El vestíbulo era estrecho y desordenado, la grava y la nieve habían formado un pequeño montículo junto a la puerta. Los niños chillaban y los mayores amonestaban.

—¿Puedo quedarme a la reunión? —preguntó Annika y alguien del personal asintió.

Los niños se sentaban en la misma mesa durante las comidas. A pesar de que en casa solían pelearse, en la guardería eran muy amigos. Kalle protegía a su hermana pequeña. Annika se sentó con Ellen en sus rodillas durante el desayuno y tomó una rebanada de pan de centeno y una taza de café para participar.

—Vamos a ir de excursión el miércoles, así que hay que traer una bolsa de comida —informó uno de los profesores y Annika asintió.

Después del desayuno se reunieron en los cojines, pasaron lista y cantaron. Unos cuantos niños ya estaban de vacaciones, pero los que quedaban cantaron los clásicosSoy un pequeño conejo, Pirata FabbeyUna casa al final del bosque.Luego se habló un poco de las Navidades y para acabar cantaron tipp-tapp.

—Ahora tengo que irme —dijo Annika al salir y Ellen comenzó a llorar, Kalle se agarró a su brazo.

—Quiero estar contigo, mamá —gimoteaba Ellen.

—Hoy papá os recogerá temprano, después del almuerzo —explicó Annika resuelta e intentó desasirse de los brazos de los niños—. Os lo vais a pasar bien. Cuando lleguéis a casa la podéis decorar; quizá compremos un abeto de Navidad. ¿Queréis?

—¡Sííí! —exclamaron Kalle y Ellen al unísono, como un pequeño eco.

—¡Hasta luego! —dijo ella y se apresuró a cerrar la puerta en las naricitas de los niños. Se quedó un momento detrás de la puerta e intentó escuchar si había alguna reacción dentro. No oyó nada. Suspiró y abrió la puerta de las escaleras.

Cogió el 56 junto al edificio Trygg Hansa y no llegó a la redacción hasta las diez y media.

La redacción estaba llena de gente que parloteaba. Por alguna razón, Annika no se acostumbraba. Para ella, el ambiente normal de la redacción era el de los fines de semana y las noches, cuando sólo había algunas personas concentradas bajo el zumbido de los ordenadores y el sonido persistente de algunos teléfonos en la gran sala. Ahora había cerca de noventa personas. Cogió un paquete con todos los periódicos y navegó hacia su despacho.

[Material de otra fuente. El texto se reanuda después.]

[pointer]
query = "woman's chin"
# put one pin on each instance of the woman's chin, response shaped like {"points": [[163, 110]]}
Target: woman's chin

—¡Buen trabajo, Annika! —no acertó a oír quién se dirigía a ella, pero agitó la mano por encima de la cabeza en señal de agradecimiento.

Eva-Britt Qvist estaba sentada tecleando en el ordenador.

—Nils Langeby se ha tomado el día libre —dijo sin levantar la vista.

Así que todavía está enfadada. Annika colgó sus cosas en el despacho, salió a coger una taza de café de la máquina y se dio una vuelta por el casillero de correo. Estaba hasta arriba. Resopló en voz alta y buscó una papelera donde tirar el café; nunca conseguiría llevar el correo y el café sin derramarlo.

—¡Qué suspiro! —exclamó Anders Schyman a su espalda y ella sonrió ruborizada.